Next 18 months crucial for growth India’s semiconductor industry: Report
Endiya Partners, in its report, highlighted that Indian semiconductor industry will need to prove soon it is a globally competitive player.
The next 18 months will serve as an important test for the semiconductor industry in India which will determine whether this sector can become a globally competitive player, according to a report.
Endiya Partners, an early stage venture capital firm in its report - "India Semiconductor Ecosystem: From Policy to Execution" noted that building fabs marked the first phase of India's semiconductor journey but operating them competitively will require a far broader and deeper ecosystem.
“The question has shifted from 'will we build fabs?' to 'can we operate them competitively?'" said Sateesh Andra, Managing Partner at Endiya Partners. "That changes the investment landscape. The ecosystem needs design tools and manufacturing AI more urgently than another chip startup competing for foundry capacity."
The India semiconductor mission (ISM) 1.0 saw the phase of building fabs. According to the report, the Dholera Fab of Tata Group is targeting December 2026 production representing the most visible milestone. Though, it highlighted that success will depend not merely on first chip output, but on achieving target yields on 28nm/40nm nodes within 6-12 months of operations.
The report further noted the three outsourced semiconductor assembly and test (OSAT) facilities need to scale to volume. The 23 startups which come under the design linked incentive (DLI) scheme) will need to move from tape-outs to actual revenue. These milestones will show whether India's semiconductor moment is real or aspirational, the report said.

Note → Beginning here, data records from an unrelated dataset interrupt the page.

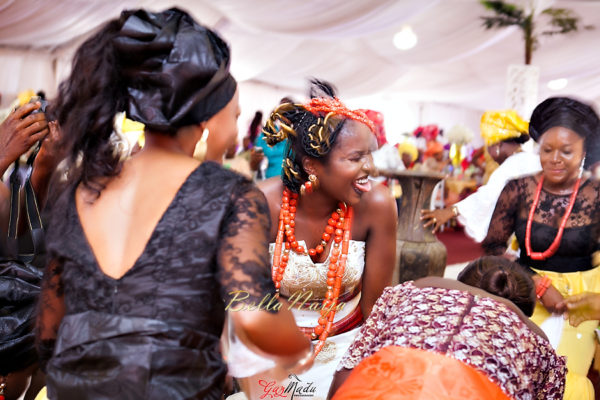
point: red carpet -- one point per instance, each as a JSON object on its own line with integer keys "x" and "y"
{"x": 460, "y": 247}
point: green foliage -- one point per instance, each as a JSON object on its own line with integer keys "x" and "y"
{"x": 562, "y": 21}
{"x": 506, "y": 14}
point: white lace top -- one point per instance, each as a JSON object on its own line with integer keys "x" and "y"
{"x": 303, "y": 274}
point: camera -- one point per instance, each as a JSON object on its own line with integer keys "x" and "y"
{"x": 43, "y": 105}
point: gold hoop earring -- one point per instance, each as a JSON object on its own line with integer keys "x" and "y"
{"x": 310, "y": 185}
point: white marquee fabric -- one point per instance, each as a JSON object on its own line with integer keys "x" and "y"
{"x": 456, "y": 69}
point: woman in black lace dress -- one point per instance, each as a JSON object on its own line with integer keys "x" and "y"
{"x": 145, "y": 253}
{"x": 555, "y": 216}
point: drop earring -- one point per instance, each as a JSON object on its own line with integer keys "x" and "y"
{"x": 204, "y": 136}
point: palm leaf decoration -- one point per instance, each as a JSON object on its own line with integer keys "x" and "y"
{"x": 562, "y": 21}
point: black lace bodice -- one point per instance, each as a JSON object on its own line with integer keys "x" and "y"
{"x": 581, "y": 235}
{"x": 170, "y": 305}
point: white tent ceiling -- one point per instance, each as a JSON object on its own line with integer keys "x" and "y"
{"x": 277, "y": 44}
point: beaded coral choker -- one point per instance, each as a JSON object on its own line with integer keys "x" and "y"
{"x": 339, "y": 225}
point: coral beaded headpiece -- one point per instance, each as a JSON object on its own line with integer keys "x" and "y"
{"x": 328, "y": 105}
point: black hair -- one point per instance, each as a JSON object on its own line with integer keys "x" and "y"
{"x": 255, "y": 126}
{"x": 307, "y": 134}
{"x": 86, "y": 105}
{"x": 503, "y": 278}
{"x": 518, "y": 140}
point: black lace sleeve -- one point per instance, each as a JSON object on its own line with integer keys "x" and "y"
{"x": 243, "y": 255}
{"x": 51, "y": 310}
{"x": 502, "y": 224}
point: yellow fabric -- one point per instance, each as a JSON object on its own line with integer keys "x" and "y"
{"x": 134, "y": 131}
{"x": 497, "y": 126}
{"x": 411, "y": 149}
{"x": 25, "y": 96}
{"x": 577, "y": 344}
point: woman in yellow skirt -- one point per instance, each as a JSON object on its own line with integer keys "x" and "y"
{"x": 555, "y": 216}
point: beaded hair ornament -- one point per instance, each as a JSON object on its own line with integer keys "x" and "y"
{"x": 318, "y": 140}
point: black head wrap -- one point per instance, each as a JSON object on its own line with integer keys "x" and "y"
{"x": 19, "y": 291}
{"x": 175, "y": 70}
{"x": 571, "y": 114}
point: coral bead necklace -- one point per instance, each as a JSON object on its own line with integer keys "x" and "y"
{"x": 339, "y": 228}
{"x": 556, "y": 243}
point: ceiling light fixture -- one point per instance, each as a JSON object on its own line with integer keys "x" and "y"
{"x": 405, "y": 39}
{"x": 557, "y": 84}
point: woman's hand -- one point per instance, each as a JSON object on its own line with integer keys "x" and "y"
{"x": 19, "y": 131}
{"x": 552, "y": 300}
{"x": 582, "y": 307}
{"x": 436, "y": 218}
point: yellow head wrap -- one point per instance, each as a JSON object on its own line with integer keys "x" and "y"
{"x": 497, "y": 126}
{"x": 407, "y": 147}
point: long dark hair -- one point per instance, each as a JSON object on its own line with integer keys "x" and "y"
{"x": 503, "y": 278}
{"x": 307, "y": 134}
{"x": 86, "y": 105}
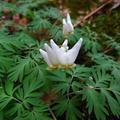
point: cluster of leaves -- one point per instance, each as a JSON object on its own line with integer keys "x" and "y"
{"x": 30, "y": 91}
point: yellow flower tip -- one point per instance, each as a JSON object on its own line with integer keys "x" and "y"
{"x": 61, "y": 66}
{"x": 70, "y": 33}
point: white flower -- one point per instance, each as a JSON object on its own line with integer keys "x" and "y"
{"x": 67, "y": 25}
{"x": 56, "y": 56}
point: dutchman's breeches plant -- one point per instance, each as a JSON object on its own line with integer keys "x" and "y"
{"x": 52, "y": 70}
{"x": 56, "y": 56}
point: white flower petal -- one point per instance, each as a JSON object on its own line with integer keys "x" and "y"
{"x": 51, "y": 55}
{"x": 68, "y": 18}
{"x": 65, "y": 43}
{"x": 45, "y": 56}
{"x": 73, "y": 53}
{"x": 64, "y": 22}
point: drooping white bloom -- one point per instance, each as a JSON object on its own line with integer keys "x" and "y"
{"x": 56, "y": 56}
{"x": 67, "y": 25}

The Union Budget 2026–27 allocated Rs 1,000 crore for ISM 2.0, with a sharper focus on equipment, materials, indigenous IP, and specialised talent development. This shift addresses a key gap left unresolved by ISM 1.0: while infrastructure investments accelerated, foundational ecosystem capabilities remain limited, the report mentioned.
India continues to import over 90% of semiconductor equipment and materials, and domestic capabilities in analog, RF, and compute design IP are still evolving. Semiconductor startup funding grew tenfold, from $5 million in 2023 to $50 million in 2025, but remains modest.